# cod 4 night xb360 weds 6th aug?



## Deano (Jul 7, 2006)

anyone up for a private match or banding into a party? far too many idiots into friendly fire these days, spoliing the game.


----------



## Silva1 (Sep 16, 2007)

If I can get wireless set up in time :thumb:


----------



## Coullio (Nov 4, 2007)

panama said:


> anyone up for a private match or banding into a party? far too many idiots into friendly fire these days, spoliing the game.

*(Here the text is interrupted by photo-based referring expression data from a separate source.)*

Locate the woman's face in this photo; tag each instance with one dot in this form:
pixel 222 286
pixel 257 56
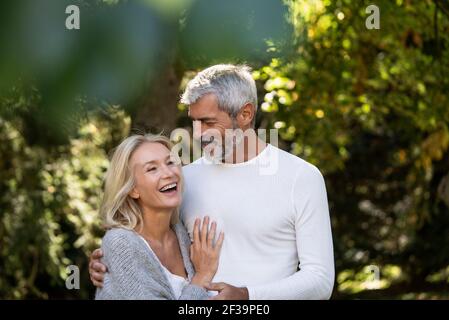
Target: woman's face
pixel 157 176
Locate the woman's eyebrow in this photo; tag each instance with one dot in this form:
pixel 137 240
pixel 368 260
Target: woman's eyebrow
pixel 154 161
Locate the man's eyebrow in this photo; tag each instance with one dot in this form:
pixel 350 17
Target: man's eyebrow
pixel 203 119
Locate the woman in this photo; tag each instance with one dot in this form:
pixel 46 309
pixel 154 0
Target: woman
pixel 145 248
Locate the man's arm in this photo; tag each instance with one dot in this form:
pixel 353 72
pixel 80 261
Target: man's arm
pixel 315 279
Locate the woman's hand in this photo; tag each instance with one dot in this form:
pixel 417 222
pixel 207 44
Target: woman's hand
pixel 204 253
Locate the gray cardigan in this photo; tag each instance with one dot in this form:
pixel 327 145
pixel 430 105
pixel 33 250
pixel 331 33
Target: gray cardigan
pixel 135 273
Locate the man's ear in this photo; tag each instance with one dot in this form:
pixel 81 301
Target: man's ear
pixel 134 194
pixel 246 115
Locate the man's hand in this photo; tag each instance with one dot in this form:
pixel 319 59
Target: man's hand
pixel 96 268
pixel 228 292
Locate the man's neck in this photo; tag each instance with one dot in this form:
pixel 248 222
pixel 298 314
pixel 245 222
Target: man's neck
pixel 249 148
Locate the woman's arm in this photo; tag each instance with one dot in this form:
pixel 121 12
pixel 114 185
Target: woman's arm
pixel 130 275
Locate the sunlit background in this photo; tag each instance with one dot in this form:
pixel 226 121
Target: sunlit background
pixel 370 108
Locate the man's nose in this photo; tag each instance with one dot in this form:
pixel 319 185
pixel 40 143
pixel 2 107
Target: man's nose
pixel 197 130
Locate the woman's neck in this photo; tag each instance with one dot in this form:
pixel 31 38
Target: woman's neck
pixel 155 225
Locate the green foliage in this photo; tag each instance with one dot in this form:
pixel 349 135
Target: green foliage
pixel 369 107
pixel 49 202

What time would you be thinking about??


----------



## Deano (Jul 7, 2006)

9 ish


----------



## Coullio (Nov 4, 2007)

panama said:


> 9 ish


I would be up for that. I have puppy training class from 18.30 so 21.00 is fine.


----------



## Silva1 (Sep 16, 2007)

Coullio said:


> I would be up for that. I have puppy training class from 18.30 so 21.00 is fine.


:lol::lol: :thumb:


----------



## eshrules (May 22, 2007)

Coullio said:


> I would be up for that. I have puppy training class from 18.30 so 21.00 is fine.

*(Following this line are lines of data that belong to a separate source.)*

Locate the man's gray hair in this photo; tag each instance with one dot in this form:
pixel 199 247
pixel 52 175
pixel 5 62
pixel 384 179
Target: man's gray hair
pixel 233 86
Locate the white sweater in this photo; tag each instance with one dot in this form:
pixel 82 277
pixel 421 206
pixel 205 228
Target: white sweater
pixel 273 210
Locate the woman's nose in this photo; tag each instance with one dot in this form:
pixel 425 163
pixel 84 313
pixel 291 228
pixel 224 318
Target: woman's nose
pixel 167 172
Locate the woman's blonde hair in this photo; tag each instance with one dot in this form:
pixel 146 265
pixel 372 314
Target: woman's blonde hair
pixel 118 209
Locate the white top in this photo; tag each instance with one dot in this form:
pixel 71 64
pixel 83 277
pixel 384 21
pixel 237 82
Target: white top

mate, you've got to be kidding me? puppy training class to killing men.....

:lol:

Panama - I'll be up for this, not been on COD4 for a while, will be good to have a party with a few DW members...

what game type you after?


----------



## Smudge (Jun 27, 2006)

add me fcsmudge will be up for some killing!!!!!!!!!!!!!!!


----------



## Coullio (Nov 4, 2007)

eshrules said:


> mate, you've got to be kidding me? puppy training class to killing men.....
> 
> :lol:
> 
> ...


I have to train the puppy, I bought it for my daughter who is 4. Yes training the pup then training you lot how to play COD4.


----------



## Deano (Jul 7, 2006)

eshrules said:


> mate, you've got to be kidding me? puppy training class to killing men.....
> 
> :lol:
> 
> ...


anything hardcore. none of that pussy killcam. winds me up to f**k it does.


----------



## Deano (Jul 7, 2006)

still on tonight chaps?


----------



## Coullio (Nov 4, 2007)

panama said:


> still on tonight chaps?


Yes I will be on just before 9


----------



## Jim W (Feb 3, 2007)

I'll be on for a change.. It's been a while!!

XBOX LIVE ID - Jimm3h (I think!)


----------



## Deano (Jul 7, 2006)

might be a bit late getting on. not long in from work and not had me tea.


----------



## Jim W (Feb 3, 2007)

im logging in now, if someone wants to add me


----------



## Jim W (Feb 3, 2007)

I'm struggling to log on to XBOX LIVE. Just checking the support pages now...


----------